Vesicular neurotransmitter transporters (VNTs) are a small family of proteins responsible for packaging neurotransmitter into secretory vesicles. Their presence and function are required for regulated secretion from neuronal and neuroendocrine cells. During both the biogenesis and the activity-dependent recycling of secretory vesicles, VNTs undergo trafficking that can determine the quality, quantity, and location of packaged neurotransmitter. Thus understanding the signals and mechanisms of VNT trafficking is essential to understanding the regulation of neurotransmission.
Here, the synaptic vesicle specific trafficking of Vesicular Acetylcholine Transporter (VAChT) is investigated. A dileucine containing targeting motif, with dual properties for internalization and synaptic vesicle targeting, is identified in the C-terminus of VAChT. Chimeras between this motif and an unrelated plasma membrane protein localize to synaptic-vesicle-like vesicles in a neuroendocrine cell line. The specificity and generalization of this motif is assessed. Next, sorting nexin 5 (SNX5), implicated in the regulation of membrane traffic, is identified as a novel regulator of VAChT targeting to synaptic vesicles. Disruption of SNX5 function leads to a decrease in VAChT-directed synaptic vesicle targeting and a concomitant increase in targeting to large dense core vesicles. This shift between secretory granules suggests an important mechanism of VNT regulation with the potential to shape properties of neurotransmission.

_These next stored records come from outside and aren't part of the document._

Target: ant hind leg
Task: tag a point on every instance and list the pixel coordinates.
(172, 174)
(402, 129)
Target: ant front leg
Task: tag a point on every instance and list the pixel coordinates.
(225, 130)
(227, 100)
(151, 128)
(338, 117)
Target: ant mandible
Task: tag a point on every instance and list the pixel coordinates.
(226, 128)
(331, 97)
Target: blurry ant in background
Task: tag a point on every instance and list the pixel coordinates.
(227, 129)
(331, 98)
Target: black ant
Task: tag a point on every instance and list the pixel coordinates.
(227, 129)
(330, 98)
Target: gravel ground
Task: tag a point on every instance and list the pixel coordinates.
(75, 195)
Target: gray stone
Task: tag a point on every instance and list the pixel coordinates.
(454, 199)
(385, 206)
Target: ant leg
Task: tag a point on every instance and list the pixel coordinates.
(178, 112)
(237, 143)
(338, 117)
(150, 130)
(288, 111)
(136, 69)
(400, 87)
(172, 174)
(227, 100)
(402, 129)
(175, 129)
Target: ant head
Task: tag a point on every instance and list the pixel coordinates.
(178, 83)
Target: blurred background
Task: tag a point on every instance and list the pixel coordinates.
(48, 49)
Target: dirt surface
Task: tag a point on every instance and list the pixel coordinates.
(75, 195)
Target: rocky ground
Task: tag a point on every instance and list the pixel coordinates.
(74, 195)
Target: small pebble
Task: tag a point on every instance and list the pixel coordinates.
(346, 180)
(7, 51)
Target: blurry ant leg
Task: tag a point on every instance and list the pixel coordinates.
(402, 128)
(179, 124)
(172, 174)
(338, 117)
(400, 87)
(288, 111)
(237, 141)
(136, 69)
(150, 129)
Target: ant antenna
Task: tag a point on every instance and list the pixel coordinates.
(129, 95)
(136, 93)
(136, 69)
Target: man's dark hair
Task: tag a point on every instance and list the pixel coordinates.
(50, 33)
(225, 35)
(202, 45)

In order to understand the physiologic importance of VNT regulation, vesicular transport and its influence on activity-dependent release must be assessed in living neurons. However, this has not been possible. Therefore, a live cell assay was established to measure vesicular transport and its contributions to release in brain slice. Using a pH sensitive, fluorescent serotonin analog visualized by two-photon microscopy, activity dependent somatic release and vesicular monoamine transporter (VMAT) activity were measured in the dorsal raphe nucleus. Interestingly, while a portion of monoamine packaged at rest was held in reserve, monoamine packaged during stimulation was released efficiently. The work presented in this thesis provides a greater understanding of VNT trafficking and activity-dependent function. Furthermore, it provides the foundation for the comprehensive study of the active role of VNTs in shaping the properties of neurotransmission.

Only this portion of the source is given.